OBJECTIVES: The objective of this review was to assess the merits or adverse effects of the use of manual fetal manipulation in conjunction with tests of fetal wellbeing.
SEARCH METHODS: We searched the Cochrane Pregnancy and Childbirth Group's Trials Register (30 September 2013).
SELECTION CRITERIA: All published and unpublished randomised controlled trials assessing the use of fetal manipulation versus mock stimulation, no stimulation or other types of stimulation, used in conjunction with cardiotocography or other tests of fetal wellbeing.

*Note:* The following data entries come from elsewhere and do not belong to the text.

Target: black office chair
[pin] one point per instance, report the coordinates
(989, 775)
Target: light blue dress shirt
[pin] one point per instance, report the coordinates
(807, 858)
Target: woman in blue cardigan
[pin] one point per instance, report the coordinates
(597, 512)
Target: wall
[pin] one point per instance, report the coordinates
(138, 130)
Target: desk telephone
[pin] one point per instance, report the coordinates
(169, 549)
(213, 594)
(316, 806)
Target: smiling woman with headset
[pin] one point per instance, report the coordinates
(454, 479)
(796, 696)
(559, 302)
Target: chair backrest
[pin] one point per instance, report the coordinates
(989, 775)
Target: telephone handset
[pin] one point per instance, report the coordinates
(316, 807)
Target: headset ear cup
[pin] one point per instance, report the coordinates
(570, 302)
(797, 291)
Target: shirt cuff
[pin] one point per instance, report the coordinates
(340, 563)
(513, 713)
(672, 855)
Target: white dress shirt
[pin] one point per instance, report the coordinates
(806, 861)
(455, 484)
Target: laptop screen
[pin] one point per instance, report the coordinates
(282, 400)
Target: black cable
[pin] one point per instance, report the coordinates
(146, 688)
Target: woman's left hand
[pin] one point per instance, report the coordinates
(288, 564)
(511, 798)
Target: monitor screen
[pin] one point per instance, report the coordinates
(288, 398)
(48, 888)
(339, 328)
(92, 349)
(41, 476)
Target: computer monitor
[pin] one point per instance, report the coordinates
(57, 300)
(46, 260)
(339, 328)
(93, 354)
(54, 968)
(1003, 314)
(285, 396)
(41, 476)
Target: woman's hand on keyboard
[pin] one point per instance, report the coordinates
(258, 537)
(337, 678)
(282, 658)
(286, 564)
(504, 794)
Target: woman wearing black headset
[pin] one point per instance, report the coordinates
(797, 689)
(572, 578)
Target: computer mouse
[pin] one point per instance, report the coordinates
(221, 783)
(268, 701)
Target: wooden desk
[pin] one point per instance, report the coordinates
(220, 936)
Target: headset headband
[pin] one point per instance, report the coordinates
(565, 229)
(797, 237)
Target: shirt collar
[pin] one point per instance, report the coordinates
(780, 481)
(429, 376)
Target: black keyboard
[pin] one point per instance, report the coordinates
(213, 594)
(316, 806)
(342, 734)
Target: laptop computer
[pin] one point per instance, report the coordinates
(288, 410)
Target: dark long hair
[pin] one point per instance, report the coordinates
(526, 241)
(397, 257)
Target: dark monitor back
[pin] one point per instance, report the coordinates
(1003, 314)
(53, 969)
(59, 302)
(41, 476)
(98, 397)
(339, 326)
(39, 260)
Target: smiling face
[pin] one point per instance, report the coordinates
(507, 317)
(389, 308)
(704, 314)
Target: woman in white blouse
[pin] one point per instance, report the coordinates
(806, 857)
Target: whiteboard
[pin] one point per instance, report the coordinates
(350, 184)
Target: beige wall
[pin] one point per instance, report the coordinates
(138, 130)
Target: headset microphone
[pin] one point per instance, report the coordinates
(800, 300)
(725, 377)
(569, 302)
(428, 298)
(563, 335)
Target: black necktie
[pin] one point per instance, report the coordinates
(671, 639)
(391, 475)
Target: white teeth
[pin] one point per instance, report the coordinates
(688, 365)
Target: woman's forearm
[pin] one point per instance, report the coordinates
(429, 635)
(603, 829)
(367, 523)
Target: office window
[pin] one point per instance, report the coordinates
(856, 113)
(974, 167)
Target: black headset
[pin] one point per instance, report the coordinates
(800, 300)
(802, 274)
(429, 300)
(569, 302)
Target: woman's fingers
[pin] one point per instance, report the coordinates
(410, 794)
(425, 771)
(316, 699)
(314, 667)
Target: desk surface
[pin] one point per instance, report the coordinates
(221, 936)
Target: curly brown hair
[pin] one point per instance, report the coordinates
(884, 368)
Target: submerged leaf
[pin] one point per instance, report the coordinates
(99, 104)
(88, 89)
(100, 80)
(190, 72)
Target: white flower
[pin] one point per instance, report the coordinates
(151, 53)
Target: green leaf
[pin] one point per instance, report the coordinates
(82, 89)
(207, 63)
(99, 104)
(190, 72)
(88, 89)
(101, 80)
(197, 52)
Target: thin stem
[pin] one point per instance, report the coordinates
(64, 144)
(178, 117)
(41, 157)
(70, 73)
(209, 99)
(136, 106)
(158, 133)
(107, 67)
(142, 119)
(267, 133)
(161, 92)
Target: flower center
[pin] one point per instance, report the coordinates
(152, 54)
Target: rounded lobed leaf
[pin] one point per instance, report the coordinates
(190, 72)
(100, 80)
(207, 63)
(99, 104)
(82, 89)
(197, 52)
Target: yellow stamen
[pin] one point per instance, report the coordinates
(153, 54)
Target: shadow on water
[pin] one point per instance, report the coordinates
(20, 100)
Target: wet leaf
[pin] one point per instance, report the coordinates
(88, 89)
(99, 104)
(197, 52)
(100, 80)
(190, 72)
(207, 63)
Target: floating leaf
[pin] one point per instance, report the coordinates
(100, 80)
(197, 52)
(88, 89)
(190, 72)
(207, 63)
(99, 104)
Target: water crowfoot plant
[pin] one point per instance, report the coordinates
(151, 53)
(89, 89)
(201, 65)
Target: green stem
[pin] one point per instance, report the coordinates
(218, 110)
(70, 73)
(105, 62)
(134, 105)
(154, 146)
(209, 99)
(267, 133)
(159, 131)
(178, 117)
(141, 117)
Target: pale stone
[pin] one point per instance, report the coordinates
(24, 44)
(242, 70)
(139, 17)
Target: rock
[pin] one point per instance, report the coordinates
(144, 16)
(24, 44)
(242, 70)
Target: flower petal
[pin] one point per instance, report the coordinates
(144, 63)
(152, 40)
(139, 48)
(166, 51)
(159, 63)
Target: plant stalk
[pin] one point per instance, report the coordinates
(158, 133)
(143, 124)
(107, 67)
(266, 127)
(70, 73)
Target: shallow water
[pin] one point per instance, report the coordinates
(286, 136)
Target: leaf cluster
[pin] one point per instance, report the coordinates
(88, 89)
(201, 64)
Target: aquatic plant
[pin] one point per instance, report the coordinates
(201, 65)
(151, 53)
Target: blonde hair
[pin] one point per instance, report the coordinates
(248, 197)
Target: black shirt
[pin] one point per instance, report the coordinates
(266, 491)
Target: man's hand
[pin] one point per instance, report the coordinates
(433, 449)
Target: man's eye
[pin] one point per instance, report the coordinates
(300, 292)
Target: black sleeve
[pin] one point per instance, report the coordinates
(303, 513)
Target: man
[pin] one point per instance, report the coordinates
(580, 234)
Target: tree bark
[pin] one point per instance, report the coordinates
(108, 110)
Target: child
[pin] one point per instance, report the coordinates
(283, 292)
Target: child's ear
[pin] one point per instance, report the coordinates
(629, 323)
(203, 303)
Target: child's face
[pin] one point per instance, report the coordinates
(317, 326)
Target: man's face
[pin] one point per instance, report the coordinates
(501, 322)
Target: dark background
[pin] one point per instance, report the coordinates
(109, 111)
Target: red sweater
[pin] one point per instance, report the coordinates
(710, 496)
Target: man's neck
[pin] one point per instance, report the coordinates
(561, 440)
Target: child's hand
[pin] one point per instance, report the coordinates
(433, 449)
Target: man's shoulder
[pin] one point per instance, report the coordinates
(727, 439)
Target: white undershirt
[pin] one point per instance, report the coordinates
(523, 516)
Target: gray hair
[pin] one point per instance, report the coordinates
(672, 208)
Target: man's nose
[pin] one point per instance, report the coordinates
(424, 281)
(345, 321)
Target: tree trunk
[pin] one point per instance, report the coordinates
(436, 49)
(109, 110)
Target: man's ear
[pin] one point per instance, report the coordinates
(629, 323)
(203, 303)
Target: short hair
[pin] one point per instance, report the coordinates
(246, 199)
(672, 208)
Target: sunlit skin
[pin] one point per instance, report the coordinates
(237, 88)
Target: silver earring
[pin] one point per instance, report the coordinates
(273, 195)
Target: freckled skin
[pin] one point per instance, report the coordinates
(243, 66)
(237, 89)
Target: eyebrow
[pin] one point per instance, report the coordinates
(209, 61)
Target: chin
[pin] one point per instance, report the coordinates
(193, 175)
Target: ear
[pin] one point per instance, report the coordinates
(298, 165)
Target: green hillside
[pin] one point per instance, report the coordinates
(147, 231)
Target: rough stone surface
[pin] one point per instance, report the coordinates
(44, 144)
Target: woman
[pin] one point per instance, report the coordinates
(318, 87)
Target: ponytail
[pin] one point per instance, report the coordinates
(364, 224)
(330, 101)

DATA COLLECTION AND ANALYSIS: Three review authors independently assessed studies for inclusion, assessed trial quality and extracted data. Data were checked for accuracy. We contacted authors of published and unpublished trials for further information.
MAIN RESULTS: We included four trials with a total of 1280 women with 2670 episodes of participation. No trial was at low risk of bias for all domains and only two trials were at low risk of bias for both selection and attrition bias.
Fetal manual manipulation decreased the incidence of non-reactive antenatal cardiotocography test compared to mock or no stimulation. However, this was not statistically significant (average risk ratio (RR) 0.31, 95% confidence interval (CI) 0.02 to 6.20, I² = 96%; two trials, N = 2350). There was also no significant reduction in the mean testing time to achieve a reactive result (mean difference -2.29 minutes, 95% CI -9.61 minutes to 5.03 minutes, I² = 97%; two trials, N = 560).
Comparing fetal manual manipulation with vibroacoustic stimulation, there was no significant difference in the incidence of non-reactive cardiotocography or the need for contraction-stress test.
There were no data available on other outcomes such as perinatal mortality, fetal distress, maternal anxiety and gestation at delivery.
AUTHORS' CONCLUSIONS: There is insufficient evidence to support the use of manual fetal manipulation during cardiotocography or other tests of fetal wellbeing. More studies of manual fetal manipulation that utilises standardised protocol should be encouraged.